The WTO chief economist Patrick Low stated the European economy’s poor performance would make Germany lose its largest exporter tag to China soon. He made such a remark while he was speaking at a two-day gathering of trade ministers from APEC economies in Singapore.
According to the global trade organization’s figures, German merchandise exports stood at about $1.465 trillion last year whereas China followed closely behind with a total of $1.428 trillion. It should be recalled the OECD in its first Economic Survey of China in 2005 forecasted that China would overtake the US and Germany to become the largest exporter in the world in 2010.
Pascal Lamy, Director-General of WTO at the same trade ministers' meeting admitted that though there was slide in global trade but it was found that the rate of decline was easing.
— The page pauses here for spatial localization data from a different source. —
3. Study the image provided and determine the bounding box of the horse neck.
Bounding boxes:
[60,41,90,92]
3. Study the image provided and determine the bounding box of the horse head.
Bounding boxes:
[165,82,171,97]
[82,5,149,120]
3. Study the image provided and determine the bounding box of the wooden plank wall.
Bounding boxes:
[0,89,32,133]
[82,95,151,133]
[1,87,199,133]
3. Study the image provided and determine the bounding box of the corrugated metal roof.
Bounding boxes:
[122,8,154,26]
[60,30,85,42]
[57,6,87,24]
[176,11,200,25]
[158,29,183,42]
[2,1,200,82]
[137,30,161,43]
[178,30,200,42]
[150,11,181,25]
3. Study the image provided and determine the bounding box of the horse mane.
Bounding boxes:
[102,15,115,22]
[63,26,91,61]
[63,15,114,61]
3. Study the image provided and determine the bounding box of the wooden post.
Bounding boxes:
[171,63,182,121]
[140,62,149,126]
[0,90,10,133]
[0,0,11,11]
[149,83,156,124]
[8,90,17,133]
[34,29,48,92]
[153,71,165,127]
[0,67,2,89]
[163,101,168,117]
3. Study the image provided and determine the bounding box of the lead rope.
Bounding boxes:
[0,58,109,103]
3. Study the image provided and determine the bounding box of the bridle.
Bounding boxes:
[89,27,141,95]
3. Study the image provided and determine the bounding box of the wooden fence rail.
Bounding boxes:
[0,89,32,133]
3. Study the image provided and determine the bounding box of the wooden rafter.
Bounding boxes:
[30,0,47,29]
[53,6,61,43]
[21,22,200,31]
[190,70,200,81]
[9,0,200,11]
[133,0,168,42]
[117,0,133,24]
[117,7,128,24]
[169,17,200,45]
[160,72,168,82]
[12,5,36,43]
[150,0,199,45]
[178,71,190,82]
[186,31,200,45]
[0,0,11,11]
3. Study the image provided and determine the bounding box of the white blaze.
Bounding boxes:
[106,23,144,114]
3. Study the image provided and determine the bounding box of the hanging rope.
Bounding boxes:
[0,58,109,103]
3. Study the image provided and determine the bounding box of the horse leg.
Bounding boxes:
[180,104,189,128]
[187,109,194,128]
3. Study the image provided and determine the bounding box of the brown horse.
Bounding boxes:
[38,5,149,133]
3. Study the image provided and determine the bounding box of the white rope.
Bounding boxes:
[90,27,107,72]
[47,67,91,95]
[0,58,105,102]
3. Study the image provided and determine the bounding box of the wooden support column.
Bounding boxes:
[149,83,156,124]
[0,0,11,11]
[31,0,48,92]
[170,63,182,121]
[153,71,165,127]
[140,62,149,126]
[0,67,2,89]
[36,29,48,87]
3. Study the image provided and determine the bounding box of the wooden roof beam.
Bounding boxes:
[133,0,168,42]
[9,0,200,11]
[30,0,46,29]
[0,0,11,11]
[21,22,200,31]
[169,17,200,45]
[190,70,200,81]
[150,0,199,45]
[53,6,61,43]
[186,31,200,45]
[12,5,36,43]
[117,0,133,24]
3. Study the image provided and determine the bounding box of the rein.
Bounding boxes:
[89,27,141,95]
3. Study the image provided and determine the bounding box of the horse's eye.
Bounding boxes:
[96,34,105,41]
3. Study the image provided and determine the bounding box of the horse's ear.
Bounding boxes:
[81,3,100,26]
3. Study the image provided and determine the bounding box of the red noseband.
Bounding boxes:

He pointed out the WTO data showed that Asian countries were leading a recovery in the global trade. The organization had predicted earlier that global trade would plunge by 10 percent this year, the largest decline in six decades.
It should be noted trade analysts have predicted that China and India would become the parking lot of foreign investments as those economies would be the first to drive the recovery. The early recovery of these economies notably China’s, with its production capabilities is thus expected to push its exports significantly.
The UNCTAD survey among 241 major MNCs suggested that rich countries in North America and Western Europe, which continue to attract the bulk of FDI, have been hardest hit by the fall in investment; developing economies especially in Asia are an increasingly attractive destination. The survey observed that China which bounced back in the second quarter with nearly 8 percent growth would be the topmost destination for FDIs, followed by the US and the remaining three BRIC countries (India, Brazil, and Russia).